Untuk analisis kualitatif dengan KLT disiapkan plat KLT GF254 , dimana fase diam

berupa silika gel yang dapat berflouresensi pada λ 254 nm dan fase gerak atau eluen yang
digunakan adalah kloroform-metanol (9:1) dalam 10 mL. Fungsi dari eluen ialah sebagai fase
gerak yang membawa dan memisahkan beberapa komponen suatu sampel melalui fase diam.
Plat KLT diberi batas bawah 0,5 cm dan batas atas 0,5 cm. Tanda penotolan dilakukan dengan
menggunakan pensil, hal ini dilakukan karena warna pada pensil tidak akan terbawa oleh eluen
dan menjadi spot sedangkan bila kita menggunakan pulpen atau alat tulis berwarna lain maka
zat warnanya akan ikut merambat bersama eluen. Kemudian, plat KLT diaktivasi di dalam
oven pada suhu 120˚ C selama 15 menit. Proses aktivasi didalam oven bertujuan untuk
menghilangkan kandungan air yang terdapat pada plat sehingga daya serap plat menjadi
maksimal dan memindahkan pengotor sehingga tidak menganggu proses pemisahan.

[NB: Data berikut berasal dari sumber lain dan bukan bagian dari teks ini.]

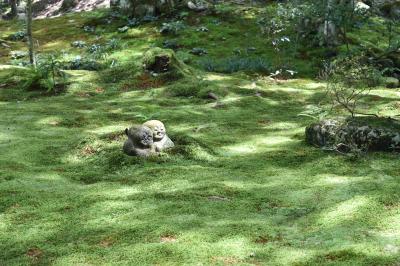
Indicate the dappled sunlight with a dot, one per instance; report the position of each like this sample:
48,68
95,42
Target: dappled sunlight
258,144
240,186
50,120
107,129
344,211
328,179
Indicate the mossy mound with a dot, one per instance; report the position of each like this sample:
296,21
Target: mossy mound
165,62
361,134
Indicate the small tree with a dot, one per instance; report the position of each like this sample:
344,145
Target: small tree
349,80
29,32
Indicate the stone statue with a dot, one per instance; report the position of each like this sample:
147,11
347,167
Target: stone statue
160,137
147,139
140,141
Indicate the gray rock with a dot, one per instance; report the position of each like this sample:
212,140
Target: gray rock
350,134
160,137
140,142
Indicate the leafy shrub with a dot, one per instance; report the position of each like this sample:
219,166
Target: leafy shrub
95,48
123,29
198,51
90,29
236,64
18,54
133,22
78,44
349,80
171,44
48,75
79,63
17,36
149,18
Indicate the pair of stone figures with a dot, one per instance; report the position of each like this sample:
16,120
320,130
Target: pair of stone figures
147,139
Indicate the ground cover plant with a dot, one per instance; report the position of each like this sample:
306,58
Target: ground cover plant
241,187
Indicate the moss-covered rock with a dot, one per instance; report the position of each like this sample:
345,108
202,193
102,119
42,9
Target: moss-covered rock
345,136
141,8
392,83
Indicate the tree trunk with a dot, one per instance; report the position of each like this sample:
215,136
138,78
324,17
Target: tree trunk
29,32
13,5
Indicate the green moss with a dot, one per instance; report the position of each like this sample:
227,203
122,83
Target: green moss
241,186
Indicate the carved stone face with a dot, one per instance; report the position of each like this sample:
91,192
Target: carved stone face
141,135
158,129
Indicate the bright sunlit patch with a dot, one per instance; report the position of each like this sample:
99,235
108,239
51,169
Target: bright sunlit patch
331,179
344,211
50,120
214,77
107,129
3,224
257,144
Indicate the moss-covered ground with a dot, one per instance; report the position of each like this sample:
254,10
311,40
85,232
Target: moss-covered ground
241,187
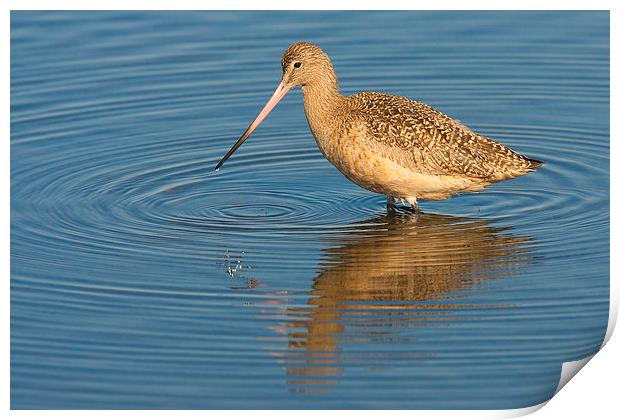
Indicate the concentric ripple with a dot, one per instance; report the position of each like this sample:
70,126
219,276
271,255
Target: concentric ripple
143,279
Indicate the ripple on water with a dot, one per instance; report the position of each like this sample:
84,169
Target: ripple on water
137,269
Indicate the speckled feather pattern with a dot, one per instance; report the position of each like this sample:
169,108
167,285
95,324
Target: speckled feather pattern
431,142
393,145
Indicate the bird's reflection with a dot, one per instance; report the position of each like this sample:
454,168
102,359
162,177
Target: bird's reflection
386,275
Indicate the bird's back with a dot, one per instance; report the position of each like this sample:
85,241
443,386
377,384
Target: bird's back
423,139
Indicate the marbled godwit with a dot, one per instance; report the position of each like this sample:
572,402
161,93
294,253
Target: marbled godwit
389,144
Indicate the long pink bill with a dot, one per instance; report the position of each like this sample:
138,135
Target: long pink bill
281,90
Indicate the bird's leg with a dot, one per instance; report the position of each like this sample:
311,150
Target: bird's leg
391,204
414,204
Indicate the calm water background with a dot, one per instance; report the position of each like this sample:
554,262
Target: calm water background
141,280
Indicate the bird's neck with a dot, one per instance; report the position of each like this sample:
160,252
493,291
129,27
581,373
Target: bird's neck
322,101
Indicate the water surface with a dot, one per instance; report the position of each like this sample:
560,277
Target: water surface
140,279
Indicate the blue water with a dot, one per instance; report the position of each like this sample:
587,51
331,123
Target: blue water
140,279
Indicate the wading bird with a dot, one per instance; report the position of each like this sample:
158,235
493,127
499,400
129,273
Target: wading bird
389,144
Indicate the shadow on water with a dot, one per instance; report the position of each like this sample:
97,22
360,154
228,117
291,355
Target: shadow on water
387,275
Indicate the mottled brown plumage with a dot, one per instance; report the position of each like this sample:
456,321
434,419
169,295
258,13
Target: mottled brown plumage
390,144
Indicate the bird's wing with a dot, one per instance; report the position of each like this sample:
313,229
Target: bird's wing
417,136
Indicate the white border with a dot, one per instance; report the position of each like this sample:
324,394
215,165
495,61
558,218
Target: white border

Kemudian, bejana dijenuhkan dengan fase gerak untuk melakukan penjenuhan fase gerak
biasanya bejana dengan meletakkan kertas saring, hal ini bertujuan untuk mengoptimalkan
hasil elusi. Jika fase gerak telah mencapai ujung dari kertas saring, maka dapat dikatakan
bahwa fase gerak telah jenuh. Namun pada percobaan ini, penjenuhan fase gerak hanya
dilakukan dengan menutup gelas beaker secara rapat menggunakan plastik wrapping sehingga
fase gerak jenuh dan tidak menguap. Selain itu, gelas beaker harus dijaga agar tidak mengalami
pergeseran untuk mencegah terjadinya ketidakjenuhan pelarut. Selanjutnya, dilakukan
penotolan larutan standar parasetamol, filtrat jamu simulasi, larutan retensisi, sampel hasil
pencucian, dan sampel hasil elusi pada plat KLT GF254 dengan pipa kapiler. Tujuan pipa kapiler
digunakan agar penotolan ekstrak pada plat dapat tertotol dengan baik. Kemudian, plat KLT
dimasukkan ke dalam gelas beaker yang telah dijenuhkan dengan fase gerak. Kemudian, elusi
menggunakan eluen kloroform- metanol (9:1) (v/v). Lalu, plat KLT dikeringkan dan dilihat
dibawah penampak bercak sinar UV 254 nm.

Dari hasil pengamatan yang telah kami lakukan terdapat 2 buah spot yaitu spot larutan
standar dan spot larutan filtrat. Sedangkan bercak ekstrak sesuai standar memiliki 3 buah spot
yaitu larutan standar, larutan filtrat dan elusi. Hal ini disebabkan karena kesalahan praktikan
pada saat penotolan, sehingga penotolan terlalu pekat. Pemisahan kromatografi lapis tipis yang
optimal akan diperoleh jika hanya menotolkan sampel dengan ukuran bercak sampel dan
sesempit mungkin, sebagaimana dalam prosedur kromatografi yang lain, jika sampel yang
digunakan terlalu banyak maka akan menurunkan resolusi.